Punto de Vista Reflexión

Hacer patria

Hacer patria
II parte
P. Juan Ángel López Padilla
Resulta ser que, el denominador común que se sentía en el ambiente, después de la clasificación a la hexagonal de las eliminatorias al mundial de fútbol de Rusia 2018, era de una euforia indescriptible. Algunos periodistas incluso, hicieron notar, que esa noche, no hubo muertos en la morgue capitalina, producto de la violencia despiadada que normalmente experimentamos. Pareciera como que si eso nos diese una identidad y un sentido de pertenencia que asusta. Yo sé que el “hubiera” no existe o que “si mi abuelita no estuviera muerta, estaría viva,” pero la verdad me asusta pensar ¿qué hubiese pasado si perdemos o no clasificamos?
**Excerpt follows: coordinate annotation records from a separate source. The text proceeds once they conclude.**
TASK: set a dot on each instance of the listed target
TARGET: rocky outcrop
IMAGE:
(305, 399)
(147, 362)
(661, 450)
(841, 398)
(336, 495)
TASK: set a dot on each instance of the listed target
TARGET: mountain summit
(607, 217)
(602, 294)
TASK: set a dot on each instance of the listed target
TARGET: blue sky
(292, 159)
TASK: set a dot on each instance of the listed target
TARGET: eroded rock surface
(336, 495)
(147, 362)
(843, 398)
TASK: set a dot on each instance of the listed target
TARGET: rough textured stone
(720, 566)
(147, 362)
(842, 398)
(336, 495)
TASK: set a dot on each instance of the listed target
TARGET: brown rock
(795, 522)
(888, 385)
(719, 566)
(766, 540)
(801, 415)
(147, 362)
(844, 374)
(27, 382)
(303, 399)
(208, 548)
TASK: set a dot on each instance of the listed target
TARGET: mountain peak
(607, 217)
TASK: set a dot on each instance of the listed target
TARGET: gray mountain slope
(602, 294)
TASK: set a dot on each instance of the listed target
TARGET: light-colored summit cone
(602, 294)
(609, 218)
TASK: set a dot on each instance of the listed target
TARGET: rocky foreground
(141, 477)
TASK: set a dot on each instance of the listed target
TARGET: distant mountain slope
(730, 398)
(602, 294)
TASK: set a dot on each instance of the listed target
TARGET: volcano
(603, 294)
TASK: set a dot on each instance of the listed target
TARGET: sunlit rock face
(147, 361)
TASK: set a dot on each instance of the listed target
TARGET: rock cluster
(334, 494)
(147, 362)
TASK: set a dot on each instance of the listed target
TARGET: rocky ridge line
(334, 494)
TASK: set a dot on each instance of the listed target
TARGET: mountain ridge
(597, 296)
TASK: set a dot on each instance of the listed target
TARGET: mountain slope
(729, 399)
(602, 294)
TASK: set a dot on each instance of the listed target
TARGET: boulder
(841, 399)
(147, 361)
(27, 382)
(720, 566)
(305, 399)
No puede ser que dependamos de los éxitos o fracasos de la selección para sentirnos orgullosos de nuestra Honduras. Eso, a mi juicio, es un pecado capital. No puede ser que nos alegremos tanto porque, tal o cual comentarista deportivo mexicano o de donde sea, alabó a la selección, o al menos no le echó tierra. Tenemos, una bajo autoestima colectiva, que raya en la paranoia.
Tampoco me parece correcto que sigamos con la idea de subrayar solamente las figuras de los próceres, que muchas veces, lo digo con conocimiento de causa, son puras idealizaciones o ideologizaciones de los liberales decimonónicos, que buscaban en todo momento presentar un proyecto de país, dándole unos héroes con los cuáles identificarse. Cierto que eso contribuyó a la conformación del Estado Nación pero, no es lo único en lo que deberíamos centrarnos a la hora de la celebración de las Fiestas Patrias. O al menos deberíamos de atrevernos a ir más allá de los valores y contravalores que se reducen a elegir la palillona más “canilluda” o  la marcha de una banda que toca melodías con ritmos que no son, ni remotamente, respetuosos o representativos de nuestra idiosincrasia. Ojalá que las bandas, al menos este año y no sólo, se acuerden de don Guillermo Anderson. A mí no me haría mal escuchar el “Encarguito” o “Mi país”, cuantas veces quieran.
En fin, el tema es que preferiría que, esta semana del aniversario del inicio del proceso independentista, lo dedicásemos a sembrar árboles; a que cada grupo, institución o lo que fuese, hiciésemos una gran campaña para visitar enfermos, cocinarles, escuchar a los mayores contarnos de la guerra del 69 o de cualquiera de los golpes de estado que hemos vivido. Tal vez aprendemos alguna lección de la historia, porque al paso que vamos, pareciera que no hemos aprendido mucho.
Eso de tener una bandera flameando en nuestras dependencias o en nuestros vehículos, no es suficiente. La patria se lleva en el alma y sus ideales no deben reñir, nunca, con los del evangelio.
Hacer patria es defender la vida, en todas sus formas. Es atrevernos a levantarnos contra los que, una vez más, quieren buscar una rendija por dónde meter el tema del aborto.
Hacer patria es reclamar de nuestras autoridades, que dejen de jugar con la ley. Que la cumplamos, todos.
Hacer patria es exigir a los jueces, en todo sus niveles, una mayor diligencia en el ejercicio de su delicada misión.
Hacer patria es señalar lo bueno que hay, promoverlo, alegrarnos de ello. Venga de donde venga. Hacer patria,es respetar nuestras diferencias, pero jamás negociar con lo que es correcto.